Мин поднялся и взял с полки книгу, которую Цы тотчас узнал. Уложение о наказаниях — такое же, какое было у батюшки.
— Мясник, который наизусть цитирует «Сун син тун»? — Профессор нахмурил брови. — Могильщик, который только приехал в Линьань, но уже знает единственное место в городе, где продается столь странное лакомство, как сыр? Необразованный бедняк, который позабыл все, кроме анатомии и знаний о человеческих ранах? Ну скажи мне, Цы, ты действительно надеялся меня обмануть?
Цы не знал, что ответить.
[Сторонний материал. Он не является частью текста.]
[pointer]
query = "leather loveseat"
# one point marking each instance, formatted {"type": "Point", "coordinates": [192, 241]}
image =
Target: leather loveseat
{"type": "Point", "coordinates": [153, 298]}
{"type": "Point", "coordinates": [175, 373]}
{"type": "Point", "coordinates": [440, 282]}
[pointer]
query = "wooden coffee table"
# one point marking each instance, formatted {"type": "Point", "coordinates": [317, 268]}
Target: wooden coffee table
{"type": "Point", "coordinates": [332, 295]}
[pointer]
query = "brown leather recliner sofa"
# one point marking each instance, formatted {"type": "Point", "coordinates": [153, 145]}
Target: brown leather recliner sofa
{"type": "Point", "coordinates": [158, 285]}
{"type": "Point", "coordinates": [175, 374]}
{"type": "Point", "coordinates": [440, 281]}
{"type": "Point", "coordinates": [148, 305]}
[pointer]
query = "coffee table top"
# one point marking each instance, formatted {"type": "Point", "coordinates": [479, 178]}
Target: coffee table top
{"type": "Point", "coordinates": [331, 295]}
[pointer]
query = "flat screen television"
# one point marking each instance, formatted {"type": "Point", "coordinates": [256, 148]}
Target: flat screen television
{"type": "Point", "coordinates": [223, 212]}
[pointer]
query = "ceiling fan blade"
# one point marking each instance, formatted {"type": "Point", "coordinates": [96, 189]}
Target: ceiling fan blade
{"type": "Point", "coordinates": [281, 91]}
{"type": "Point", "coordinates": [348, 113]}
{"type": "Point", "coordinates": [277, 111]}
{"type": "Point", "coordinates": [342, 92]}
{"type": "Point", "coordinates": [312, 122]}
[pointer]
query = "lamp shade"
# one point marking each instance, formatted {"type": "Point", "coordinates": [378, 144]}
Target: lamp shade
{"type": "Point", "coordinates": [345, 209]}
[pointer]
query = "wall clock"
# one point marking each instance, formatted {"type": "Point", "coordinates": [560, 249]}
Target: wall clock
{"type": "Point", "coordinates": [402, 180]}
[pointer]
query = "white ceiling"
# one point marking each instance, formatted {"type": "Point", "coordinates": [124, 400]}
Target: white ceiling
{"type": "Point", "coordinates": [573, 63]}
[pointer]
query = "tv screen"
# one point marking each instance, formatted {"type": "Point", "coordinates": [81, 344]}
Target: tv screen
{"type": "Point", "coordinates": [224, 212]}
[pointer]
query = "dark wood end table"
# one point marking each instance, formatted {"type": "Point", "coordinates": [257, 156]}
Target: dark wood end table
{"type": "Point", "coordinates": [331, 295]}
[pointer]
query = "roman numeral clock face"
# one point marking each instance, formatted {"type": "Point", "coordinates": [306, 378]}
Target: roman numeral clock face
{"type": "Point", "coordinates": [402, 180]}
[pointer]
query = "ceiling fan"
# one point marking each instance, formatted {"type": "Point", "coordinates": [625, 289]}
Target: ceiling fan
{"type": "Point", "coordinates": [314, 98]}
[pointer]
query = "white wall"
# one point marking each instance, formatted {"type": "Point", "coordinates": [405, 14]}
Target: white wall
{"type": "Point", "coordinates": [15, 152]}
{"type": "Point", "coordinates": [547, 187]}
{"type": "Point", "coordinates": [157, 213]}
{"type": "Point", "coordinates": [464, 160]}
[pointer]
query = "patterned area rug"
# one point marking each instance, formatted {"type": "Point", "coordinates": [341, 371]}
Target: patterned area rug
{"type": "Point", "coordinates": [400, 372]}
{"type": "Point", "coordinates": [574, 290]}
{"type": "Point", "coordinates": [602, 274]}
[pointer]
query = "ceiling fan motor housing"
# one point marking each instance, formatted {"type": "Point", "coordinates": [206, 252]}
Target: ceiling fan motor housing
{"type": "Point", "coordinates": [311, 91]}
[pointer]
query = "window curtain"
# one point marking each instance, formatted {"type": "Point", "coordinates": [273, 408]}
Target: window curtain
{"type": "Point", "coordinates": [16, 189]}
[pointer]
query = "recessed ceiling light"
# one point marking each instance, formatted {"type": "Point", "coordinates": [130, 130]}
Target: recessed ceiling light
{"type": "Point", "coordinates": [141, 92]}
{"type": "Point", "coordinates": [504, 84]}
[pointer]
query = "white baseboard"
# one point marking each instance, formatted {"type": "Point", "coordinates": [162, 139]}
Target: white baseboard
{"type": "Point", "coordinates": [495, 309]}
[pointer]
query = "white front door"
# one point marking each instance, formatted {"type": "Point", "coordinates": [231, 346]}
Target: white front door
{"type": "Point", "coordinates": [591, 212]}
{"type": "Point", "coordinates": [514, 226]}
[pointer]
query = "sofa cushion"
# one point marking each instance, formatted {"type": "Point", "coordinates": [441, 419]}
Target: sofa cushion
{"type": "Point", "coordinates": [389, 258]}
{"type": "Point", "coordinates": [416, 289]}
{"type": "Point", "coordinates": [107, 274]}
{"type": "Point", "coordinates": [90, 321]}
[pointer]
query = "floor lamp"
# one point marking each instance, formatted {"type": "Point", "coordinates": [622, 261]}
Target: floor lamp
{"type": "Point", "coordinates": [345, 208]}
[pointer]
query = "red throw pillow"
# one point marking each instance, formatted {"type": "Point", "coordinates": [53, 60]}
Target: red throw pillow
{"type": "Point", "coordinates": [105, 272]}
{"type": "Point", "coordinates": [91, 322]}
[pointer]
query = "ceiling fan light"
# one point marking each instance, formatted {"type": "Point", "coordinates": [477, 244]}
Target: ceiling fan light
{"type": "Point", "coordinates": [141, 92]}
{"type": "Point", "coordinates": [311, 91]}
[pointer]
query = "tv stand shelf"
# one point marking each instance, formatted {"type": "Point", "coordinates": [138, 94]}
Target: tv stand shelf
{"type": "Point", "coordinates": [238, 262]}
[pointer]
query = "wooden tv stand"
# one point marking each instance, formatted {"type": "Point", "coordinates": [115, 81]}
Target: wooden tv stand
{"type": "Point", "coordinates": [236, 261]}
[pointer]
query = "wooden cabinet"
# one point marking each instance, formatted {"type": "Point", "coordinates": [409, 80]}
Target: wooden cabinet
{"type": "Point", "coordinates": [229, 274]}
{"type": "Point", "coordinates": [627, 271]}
Он залепетал что-то, но, на его счастье, Мин прервал его бормотание:
— Я кое-что в тебе разглядел, Цы. За лживыми словами, слетавшими с твоих губ, я увидел неподдельную печаль. Твои глаза молили о помощи. Такой наивный взгляд, такой беззащитный… Ты не вправе разочаровать меня, Цы.
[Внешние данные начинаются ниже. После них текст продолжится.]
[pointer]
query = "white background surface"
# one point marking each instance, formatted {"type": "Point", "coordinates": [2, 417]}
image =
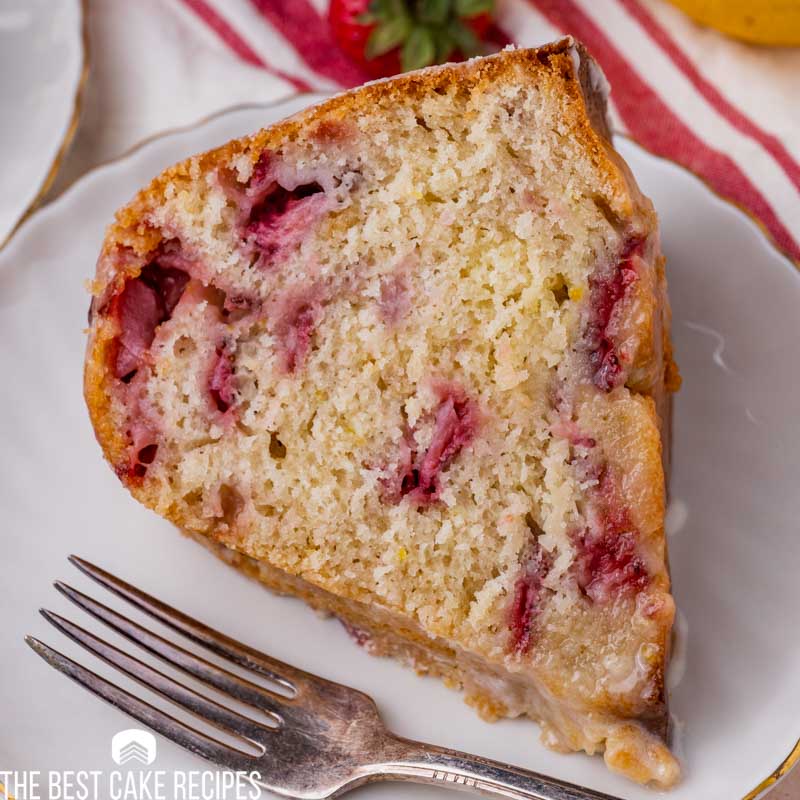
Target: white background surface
{"type": "Point", "coordinates": [41, 60]}
{"type": "Point", "coordinates": [734, 556]}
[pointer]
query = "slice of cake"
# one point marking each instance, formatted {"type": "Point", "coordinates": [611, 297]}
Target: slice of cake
{"type": "Point", "coordinates": [406, 355]}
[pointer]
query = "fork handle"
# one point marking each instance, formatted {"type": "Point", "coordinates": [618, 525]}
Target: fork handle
{"type": "Point", "coordinates": [425, 763]}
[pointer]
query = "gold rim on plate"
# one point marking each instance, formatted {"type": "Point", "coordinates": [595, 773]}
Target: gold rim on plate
{"type": "Point", "coordinates": [72, 127]}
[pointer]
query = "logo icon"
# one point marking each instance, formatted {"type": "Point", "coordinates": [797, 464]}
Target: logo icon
{"type": "Point", "coordinates": [133, 745]}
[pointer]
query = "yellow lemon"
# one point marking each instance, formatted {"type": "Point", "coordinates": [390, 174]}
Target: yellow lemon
{"type": "Point", "coordinates": [775, 22]}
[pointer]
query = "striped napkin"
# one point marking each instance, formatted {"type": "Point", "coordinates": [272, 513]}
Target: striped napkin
{"type": "Point", "coordinates": [727, 111]}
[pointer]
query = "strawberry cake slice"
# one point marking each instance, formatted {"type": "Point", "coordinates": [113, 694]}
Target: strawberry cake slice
{"type": "Point", "coordinates": [406, 355]}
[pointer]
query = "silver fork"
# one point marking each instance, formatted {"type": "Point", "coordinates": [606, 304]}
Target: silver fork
{"type": "Point", "coordinates": [322, 738]}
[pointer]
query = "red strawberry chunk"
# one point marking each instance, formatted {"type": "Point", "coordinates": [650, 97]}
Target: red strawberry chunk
{"type": "Point", "coordinates": [142, 306]}
{"type": "Point", "coordinates": [295, 319]}
{"type": "Point", "coordinates": [607, 564]}
{"type": "Point", "coordinates": [222, 381]}
{"type": "Point", "coordinates": [282, 219]}
{"type": "Point", "coordinates": [527, 596]}
{"type": "Point", "coordinates": [606, 294]}
{"type": "Point", "coordinates": [417, 477]}
{"type": "Point", "coordinates": [454, 427]}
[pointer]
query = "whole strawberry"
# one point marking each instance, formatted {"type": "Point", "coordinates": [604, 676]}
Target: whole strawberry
{"type": "Point", "coordinates": [389, 36]}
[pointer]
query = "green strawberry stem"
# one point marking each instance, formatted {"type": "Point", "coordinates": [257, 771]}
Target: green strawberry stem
{"type": "Point", "coordinates": [426, 31]}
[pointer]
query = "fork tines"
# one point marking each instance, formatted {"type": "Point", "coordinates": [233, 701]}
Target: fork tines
{"type": "Point", "coordinates": [275, 704]}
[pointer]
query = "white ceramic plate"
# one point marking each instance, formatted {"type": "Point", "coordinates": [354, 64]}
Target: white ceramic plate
{"type": "Point", "coordinates": [734, 544]}
{"type": "Point", "coordinates": [42, 63]}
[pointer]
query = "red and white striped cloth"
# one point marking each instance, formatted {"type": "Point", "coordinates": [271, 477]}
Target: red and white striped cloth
{"type": "Point", "coordinates": [727, 111]}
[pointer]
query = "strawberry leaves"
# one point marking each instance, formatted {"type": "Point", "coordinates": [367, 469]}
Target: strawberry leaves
{"type": "Point", "coordinates": [425, 31]}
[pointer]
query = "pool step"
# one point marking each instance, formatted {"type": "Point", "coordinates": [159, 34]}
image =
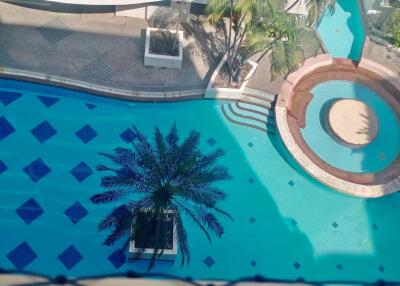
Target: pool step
{"type": "Point", "coordinates": [250, 115]}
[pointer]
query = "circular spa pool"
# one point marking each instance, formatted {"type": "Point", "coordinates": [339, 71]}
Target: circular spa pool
{"type": "Point", "coordinates": [361, 135]}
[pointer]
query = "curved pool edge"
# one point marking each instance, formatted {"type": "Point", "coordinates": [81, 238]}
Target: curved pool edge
{"type": "Point", "coordinates": [101, 90]}
{"type": "Point", "coordinates": [303, 159]}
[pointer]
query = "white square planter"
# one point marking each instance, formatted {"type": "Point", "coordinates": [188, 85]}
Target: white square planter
{"type": "Point", "coordinates": [168, 254]}
{"type": "Point", "coordinates": [154, 60]}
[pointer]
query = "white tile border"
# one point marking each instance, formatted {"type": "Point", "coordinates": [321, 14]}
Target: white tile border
{"type": "Point", "coordinates": [228, 93]}
{"type": "Point", "coordinates": [163, 61]}
{"type": "Point", "coordinates": [134, 95]}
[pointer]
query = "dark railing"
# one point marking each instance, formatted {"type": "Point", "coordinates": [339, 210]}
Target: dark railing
{"type": "Point", "coordinates": [91, 280]}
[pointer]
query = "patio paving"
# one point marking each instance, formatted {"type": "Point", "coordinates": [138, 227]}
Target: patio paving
{"type": "Point", "coordinates": [100, 48]}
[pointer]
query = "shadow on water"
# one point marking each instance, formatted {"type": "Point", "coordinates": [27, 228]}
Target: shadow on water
{"type": "Point", "coordinates": [355, 24]}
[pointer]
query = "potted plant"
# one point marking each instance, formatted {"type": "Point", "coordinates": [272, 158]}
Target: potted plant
{"type": "Point", "coordinates": [164, 48]}
{"type": "Point", "coordinates": [162, 183]}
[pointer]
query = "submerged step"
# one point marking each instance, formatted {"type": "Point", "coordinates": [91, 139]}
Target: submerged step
{"type": "Point", "coordinates": [249, 121]}
{"type": "Point", "coordinates": [259, 93]}
{"type": "Point", "coordinates": [256, 109]}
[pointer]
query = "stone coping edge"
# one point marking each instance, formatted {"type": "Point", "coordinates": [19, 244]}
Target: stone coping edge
{"type": "Point", "coordinates": [281, 109]}
{"type": "Point", "coordinates": [102, 90]}
{"type": "Point", "coordinates": [223, 93]}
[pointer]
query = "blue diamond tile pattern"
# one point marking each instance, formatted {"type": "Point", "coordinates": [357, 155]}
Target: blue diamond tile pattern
{"type": "Point", "coordinates": [70, 257]}
{"type": "Point", "coordinates": [29, 211]}
{"type": "Point", "coordinates": [76, 212]}
{"type": "Point", "coordinates": [81, 171]}
{"type": "Point", "coordinates": [7, 97]}
{"type": "Point", "coordinates": [37, 169]}
{"type": "Point", "coordinates": [22, 255]}
{"type": "Point", "coordinates": [86, 133]}
{"type": "Point", "coordinates": [43, 132]}
{"type": "Point", "coordinates": [3, 167]}
{"type": "Point", "coordinates": [98, 70]}
{"type": "Point", "coordinates": [48, 101]}
{"type": "Point", "coordinates": [209, 261]}
{"type": "Point", "coordinates": [90, 106]}
{"type": "Point", "coordinates": [296, 265]}
{"type": "Point", "coordinates": [117, 258]}
{"type": "Point", "coordinates": [5, 128]}
{"type": "Point", "coordinates": [128, 135]}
В эту ночь Цы наконец-то спал спокойно.
Так было в первый и последний раз. На следующий день все переменилось.
ЧАСТЬ ПЯТАЯ
23
То утро началось, как и любое утро в июне. Цы проснулся чуть свет, умылся во внутреннем дворике Мина и воздал положенные почести усопшим предкам. Позавтракав, побежал в библиотеку и с головой погрузился в написание отчета, который к вечеру следовало представить в совет профессоров; это был свод методов и приемов для осмотра трупов, который должен был дать представление о его работе в качестве ассистента Мина. Но вскоре юноша с ужасом обнаружил, что забыл вставить в свой отчет несколько ключевых положений из «Чжубин Юаньхоу Цзунлунь» — «Общих рассуждений о причинах и последствиях всех болезней». А сам трактат остался в кабинете Мина.
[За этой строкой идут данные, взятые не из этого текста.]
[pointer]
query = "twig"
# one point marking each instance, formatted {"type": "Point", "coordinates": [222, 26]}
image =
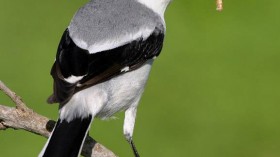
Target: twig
{"type": "Point", "coordinates": [22, 117]}
{"type": "Point", "coordinates": [219, 4]}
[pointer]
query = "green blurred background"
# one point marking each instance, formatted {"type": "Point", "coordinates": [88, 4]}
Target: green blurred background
{"type": "Point", "coordinates": [213, 92]}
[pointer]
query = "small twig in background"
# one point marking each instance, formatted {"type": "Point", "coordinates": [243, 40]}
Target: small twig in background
{"type": "Point", "coordinates": [219, 4]}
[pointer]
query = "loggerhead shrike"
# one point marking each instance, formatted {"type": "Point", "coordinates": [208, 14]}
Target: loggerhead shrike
{"type": "Point", "coordinates": [102, 65]}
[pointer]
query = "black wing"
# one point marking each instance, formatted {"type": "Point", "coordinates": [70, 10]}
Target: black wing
{"type": "Point", "coordinates": [98, 67]}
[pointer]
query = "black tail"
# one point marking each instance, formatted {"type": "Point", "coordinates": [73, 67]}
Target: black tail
{"type": "Point", "coordinates": [67, 138]}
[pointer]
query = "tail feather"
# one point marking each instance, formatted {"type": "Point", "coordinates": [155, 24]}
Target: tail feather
{"type": "Point", "coordinates": [67, 138]}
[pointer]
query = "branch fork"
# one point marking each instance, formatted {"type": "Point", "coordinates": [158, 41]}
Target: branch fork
{"type": "Point", "coordinates": [22, 117]}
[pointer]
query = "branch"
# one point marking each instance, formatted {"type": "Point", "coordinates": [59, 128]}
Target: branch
{"type": "Point", "coordinates": [219, 4]}
{"type": "Point", "coordinates": [22, 117]}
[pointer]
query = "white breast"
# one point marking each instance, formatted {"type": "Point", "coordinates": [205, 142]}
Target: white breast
{"type": "Point", "coordinates": [107, 98]}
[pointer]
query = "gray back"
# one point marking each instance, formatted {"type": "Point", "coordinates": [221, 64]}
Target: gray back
{"type": "Point", "coordinates": [103, 20]}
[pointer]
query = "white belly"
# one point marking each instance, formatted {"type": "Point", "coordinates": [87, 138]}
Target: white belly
{"type": "Point", "coordinates": [107, 98]}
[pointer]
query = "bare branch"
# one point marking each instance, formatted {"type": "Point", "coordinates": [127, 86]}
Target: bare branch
{"type": "Point", "coordinates": [22, 117]}
{"type": "Point", "coordinates": [219, 4]}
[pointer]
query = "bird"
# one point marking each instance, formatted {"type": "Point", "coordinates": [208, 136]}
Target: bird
{"type": "Point", "coordinates": [102, 64]}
Цы в раздражении грохнул кулаком по столу. Трактат был ему необходим срочно, но именно в это утро академика неожиданно вызвали в областную управу, и вернется он еще не скоро. Если дожидаться его возвращения, к вечеру с отчетом не управиться. Цы понимал, насколько это дерзостный поступок — проникнуть в личный кабинет профессора без его дозволения. Но ведь ему нужен трактат…
«Это плохая идея».
Цы толкнул дверь и вошел в кабинет Мина. Здесь было темно, так что к стеллажу с книгами он брел почти вслепую.
Сердце юноши бешено колотилось. Пальцы его пядь за пядью ощупывали полку, где обычно стоял «Чжубин Юаньхоу», — и ничего. Пустота. Цы пробрала нервная дрожь.
Он снова проклял свою несчастную судьбу. Но не сдался и начал шарить на соседних полках.
И вот наконец Цы разглядел нужную книгу — она лежала на столе, под другим фолиантом в шелковом переплете. Цы приближался к столу медленно, бесшумно скользя по полу. Вот он протянул руку. Вот прикоснулся к трактату, но робость сковала его движения. Юноша замер в нерешительности.